And Top Shelf is collaborating with the foreign invaders—in fact, they’re rolling out a red carpet!
This spring Top Shelf is launching a “Swedish Invasion” initiative, in which they’re planning on introducing elements of Sweden’s vibrant alternative comics scene to American readers. In addition to publishing seven titles, they’re also bringing many of the cartoonists themselves over for a visit in April.
On April 9, Rocketship Comics in Brooklyn, New York will host about a dozen Swedish cartoonists, plus the Top Shelf crew, and that weekend they’ll all be appearing at the MoCCA Arts Festival (along with non-Swedish cartoonists Nate Powell, James Kochalka and Alex Robinson).

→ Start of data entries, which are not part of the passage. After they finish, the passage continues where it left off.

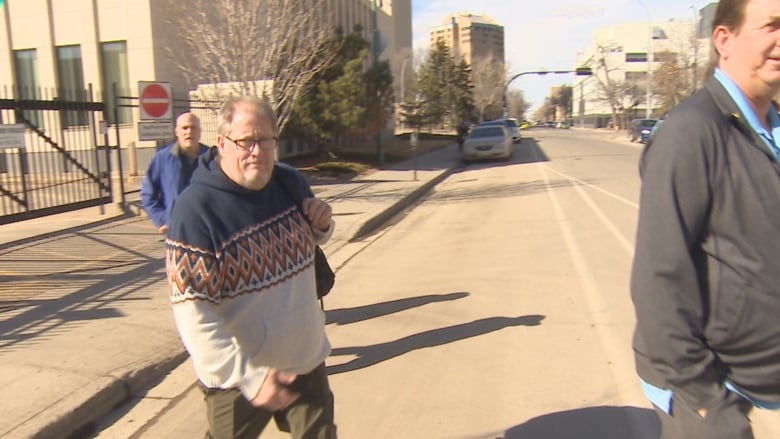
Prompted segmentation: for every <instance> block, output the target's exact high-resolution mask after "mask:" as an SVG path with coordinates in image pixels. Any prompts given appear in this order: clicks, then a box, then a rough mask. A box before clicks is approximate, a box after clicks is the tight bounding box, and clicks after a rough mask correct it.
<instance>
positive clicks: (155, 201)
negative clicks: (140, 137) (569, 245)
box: [141, 142, 209, 227]
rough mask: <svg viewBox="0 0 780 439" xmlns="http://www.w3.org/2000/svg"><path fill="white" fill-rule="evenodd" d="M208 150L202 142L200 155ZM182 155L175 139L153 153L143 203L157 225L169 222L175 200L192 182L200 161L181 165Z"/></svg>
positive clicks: (196, 161) (143, 207)
mask: <svg viewBox="0 0 780 439" xmlns="http://www.w3.org/2000/svg"><path fill="white" fill-rule="evenodd" d="M208 150H209V147H208V146H206V145H203V144H201V145H200V153H199V154H203V153H204V152H206V151H208ZM183 158H184V156H183V155H182V154H181V152H180V148H179V144H178V142H173V143H170V144H168V145H166V146H164V147H163V148H162V149H160V150H159V151H157V152H156V153H155V154H154V157H152V161H151V163H149V169H147V170H146V175H145V176H144V181H143V184H142V185H141V205H142V206H143V208H144V210H145V211H146V213H147V214H148V215H149V218H151V220H152V222H153V223H154V225H155V226H157V227H162V226H163V225H164V224H168V220H169V218H170V216H171V209H172V208H173V203H174V201H176V198H177V197H178V196H179V194H180V193H181V192H182V191H183V190H184V188H186V187H187V185H189V184H190V178H191V177H192V173H193V171H194V170H195V167H196V166H197V163H198V161H197V160H195V162H194V163H193V165H192V166H191V167H187V166H186V165H185V166H182V165H183Z"/></svg>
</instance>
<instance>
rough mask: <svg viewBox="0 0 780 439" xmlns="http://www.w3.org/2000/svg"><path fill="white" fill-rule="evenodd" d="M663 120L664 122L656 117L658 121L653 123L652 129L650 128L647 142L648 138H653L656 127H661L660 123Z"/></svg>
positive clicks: (660, 119)
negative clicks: (652, 127)
mask: <svg viewBox="0 0 780 439" xmlns="http://www.w3.org/2000/svg"><path fill="white" fill-rule="evenodd" d="M663 122H664V120H663V119H658V122H656V123H655V125H653V129H652V130H650V137H648V138H647V141H648V142H649V141H650V139H652V138H653V136H655V133H656V131H658V128H660V127H661V124H662V123H663Z"/></svg>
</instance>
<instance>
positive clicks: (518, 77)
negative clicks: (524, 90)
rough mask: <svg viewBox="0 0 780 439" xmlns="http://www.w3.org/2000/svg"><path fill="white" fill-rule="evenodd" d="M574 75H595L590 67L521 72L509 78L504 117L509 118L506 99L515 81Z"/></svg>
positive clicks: (580, 75)
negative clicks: (533, 78) (592, 74)
mask: <svg viewBox="0 0 780 439" xmlns="http://www.w3.org/2000/svg"><path fill="white" fill-rule="evenodd" d="M569 73H574V74H575V75H577V76H590V75H592V74H593V72H592V70H591V68H590V67H578V68H576V69H574V70H537V71H530V72H520V73H518V74H516V75H513V76H512V77H511V78H509V81H507V82H506V84H505V85H504V92H503V93H502V96H503V99H504V117H507V116H508V114H507V99H506V92H507V90H508V89H509V84H511V83H512V81H514V80H515V79H517V78H519V77H521V76H523V75H547V74H554V75H564V74H569Z"/></svg>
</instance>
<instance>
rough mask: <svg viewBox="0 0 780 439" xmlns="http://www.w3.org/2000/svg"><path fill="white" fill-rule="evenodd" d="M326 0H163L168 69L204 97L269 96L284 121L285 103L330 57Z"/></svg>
mask: <svg viewBox="0 0 780 439" xmlns="http://www.w3.org/2000/svg"><path fill="white" fill-rule="evenodd" d="M330 4H331V2H317V1H315V0H190V1H187V2H180V1H175V0H172V1H169V2H167V3H166V15H167V16H168V17H169V19H168V20H167V23H166V29H165V31H166V32H168V33H169V34H170V35H169V38H170V41H176V42H177V43H176V45H171V46H169V47H168V53H167V55H168V58H169V60H170V62H171V63H172V64H173V67H174V69H175V70H176V72H177V73H178V74H180V75H182V76H183V77H184V78H185V80H186V82H187V83H188V84H190V87H193V86H195V85H199V84H208V85H211V87H206V88H203V90H208V93H209V94H210V95H209V96H203V97H204V98H206V99H209V100H221V99H222V98H224V97H225V96H228V95H236V94H253V95H257V96H264V97H266V98H268V99H269V101H271V103H272V105H273V106H274V109H275V110H276V112H277V115H278V116H279V127H280V129H282V128H284V126H285V125H286V124H287V121H288V120H289V117H290V114H291V112H292V107H293V103H294V102H295V101H296V99H297V98H298V97H299V96H300V95H301V94H302V93H305V92H306V90H307V88H308V87H310V86H311V82H312V81H311V80H312V78H313V77H315V76H316V75H317V73H318V72H320V71H321V70H323V69H324V68H326V67H327V66H328V65H329V64H330V63H331V62H332V60H333V59H334V56H335V53H336V51H335V48H334V47H333V44H331V41H332V40H331V38H332V37H333V35H334V34H335V32H334V29H333V27H332V26H333V23H334V22H335V21H334V20H333V18H332V11H330V10H329V9H328V6H329V5H330Z"/></svg>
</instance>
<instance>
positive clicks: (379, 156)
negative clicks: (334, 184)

Later in the month, on April 17, Mats Jonsson, Kolbeinn Karlsson, Simon Gardenfors and company will be at Double Door in Chicago for a party (at which Gardenfors, a “well-known Swedish rapper”—four words I don’t hear grouped together in that particular order often enough—will also perform). That weekend, April 16-18, they’ll also be appearing at the Chicago Comic and Entertainment Expo.
Of course, that probably doesn’t matter all that much to you if you don’t live in NYC or Chicago, or aren’t going to visit either town on those particular weekends. What does matter wherever you are and are interested in comics is what Top Shelf is publishing.
The books that are part of their “Swedish Invasion” initiative are…
—Hey Princess by Mats Jonsson, a $15, 470-page autobiographical graphic novel about moving to and trying to make it in the big city.
—120 Days of Simon by Simon Gardenfors, a $15, 415-page original graphic novel that resulted from the artist’s challenge to himself to spend 120 days away from home, with the stipulation that he couldn’t spend more than two nights in the same place. Epic adventures ensue.
—The Troll King by Kolbeinn Karlsson, a $15, 160-page, full-color fantasy graphic novel that sounds awesome: “A dwarf falls into a river and is taken to a place beyond space and time. A carrot takes a bath and finds itself transforming…Welcome to the surreal world of The Troll King.” I never knew how badly I wanted to read about a bathing carrot that finds itself transforming until just this moment!
—Second Thoughts by Niklas Asker, a $10, 90-page graphic novel about two artists who meet one another and share a moment in a London airport.
—From the Shadow of the Northern Lights Vols. 1 and 2 by Galago, a pair of 200-page anthology collections of comics from Swedish magazine Galago, featuring, Top Shelf says, the work of the finest comics artists Sweden has to offer. My ignorance of Swedish comics art means I have to take their word for it.
—Swedish Comics History by Fredrick Stromberg, a $20, 125-page, nine-by-nine-inch softcover book devoted to the, um, history of Swedish comics, from ancient picture stories the Vikings etched in stone to the comics of today. Well not today-today, but the day Stromberg submitted the book to the publisher, I imagine.